Bild: Will nicht länger warten: Demonstrantin in Leipzig
Leipzig taz | Auf dem Leipziger Augustusplatz vor der Universität steigen
aus dem turmartigen Notausgang der Tiefgarage dicke schwärzliche
Rauchwolken auf. Aktivisten in weißen Schutzanzügen an der Spitze des
herannahenden Demonstrationszuges halten sich die Nasen zu und torkeln.
Es ist die angekündigte „spektakuläre Aktion“ zum Abschluss einer
Demonstration „Hey KoKo – Kohleausstieg jetzt“ durch die Leipziger
Innenstadt. Die Polizei wird von dieser Art Performance offenbar überrascht
und nimmt zwei Akteure fest. Demonstranten umringen daraufhin die beiden
Mannschaftswagen.
Die von „Ende Gelände“ und einem lokalen Bündnis von Klimaschützer*innen
organisierte Demonstration reiht sich ein in eine Aktionswoche gegen den
vor einer Woche [1][erzielten Kohleausstiegskompromiss] der so genannten
Kohlekommission. Am Morgen hatten bereits etwa 150 Befürworter eines
schnelleren Abschieds von der Kohle das Rheinhafen-Dampfkraftwerk in
Karlsruhe blockiert.
In Leipzig folgten bis zu 1.500 Gegner der fortgesetzten Kohleverstromung
dem Aufruf. Über den Lautsprecherwagen wurden Passanten über die Absicht
der Demonstranten informiert. Der Kompromiss genügt ihnen nicht, sie
fordern den sofortigen Kohleausstieg.
„Wir sind viele, wir sind laut, weil man uns die Zukunft klaut“, rief der
Zug, in dem junge Leute und Familien dominierten. „Das Problem heißt
Kapitalismus“, skandierte die Spitze des Zuges. Redner verlangten, den
Energiekonzernen nicht noch „Milliarden hinterherzuwerfen“. Die Stadt
Leipzig, die ihre Energieversorgung mittelfristig von der Kohle unabhängig
machen will, wurde als vorbildlich hingestellt.
## „Kein Verlass mehr“ auf die Politik
Auf Kreuzen standen Namen von Orten, die nach wie vor von der Abbaggerung
für erweiterte Braunkohletagebaue bedroht sind. Das endgültige
Kohleausstiegsdatum 2038 sei ein „klimapolitisches Desaster“, sagte Jens
Hausner von der Bürgerinitiative zur Rettung [2][des Dorfes Pödelwitz im
Südraum Leipzigs].
Dort fand im Sommer des vorigen Jahres ein Klimacamp statt. „Es geht nicht
zuerst um Arbeitsplätze, sondern um globale Klimagerechtigkeit“, rief
Hausner und appellierte an die Einsicht der Ministerpräsidenten der vier
Kohleländer. „Wir sind nicht Menschen zweiter Klasse“, fügte er hinzu.

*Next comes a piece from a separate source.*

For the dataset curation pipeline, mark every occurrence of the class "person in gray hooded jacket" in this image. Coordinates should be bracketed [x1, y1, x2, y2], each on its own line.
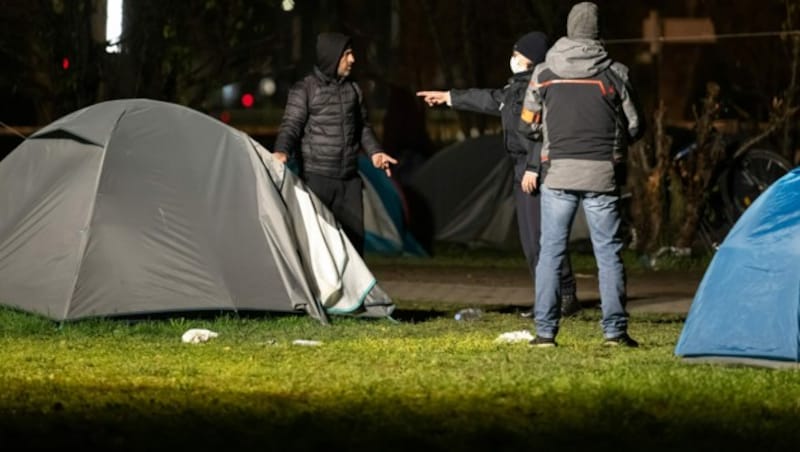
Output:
[417, 31, 581, 317]
[274, 33, 397, 256]
[520, 2, 642, 347]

Zu den Rednern zählte auch der ehemalige Landessprecher der sächsischen
Grünen, Jürgen Kasek. Er sei sprachlos, wenn dem mitteldeutschen
Energieversorger MIBRAG der Ausstieg immer noch zu schnell komme. Kasek
erinnerte an den Erfolg der damaligen DDR-Umweltschützer, die noch 1990 die
Abbaggerung der Gemeinde Cospuden im Süden Leipzigs verhindern konnten.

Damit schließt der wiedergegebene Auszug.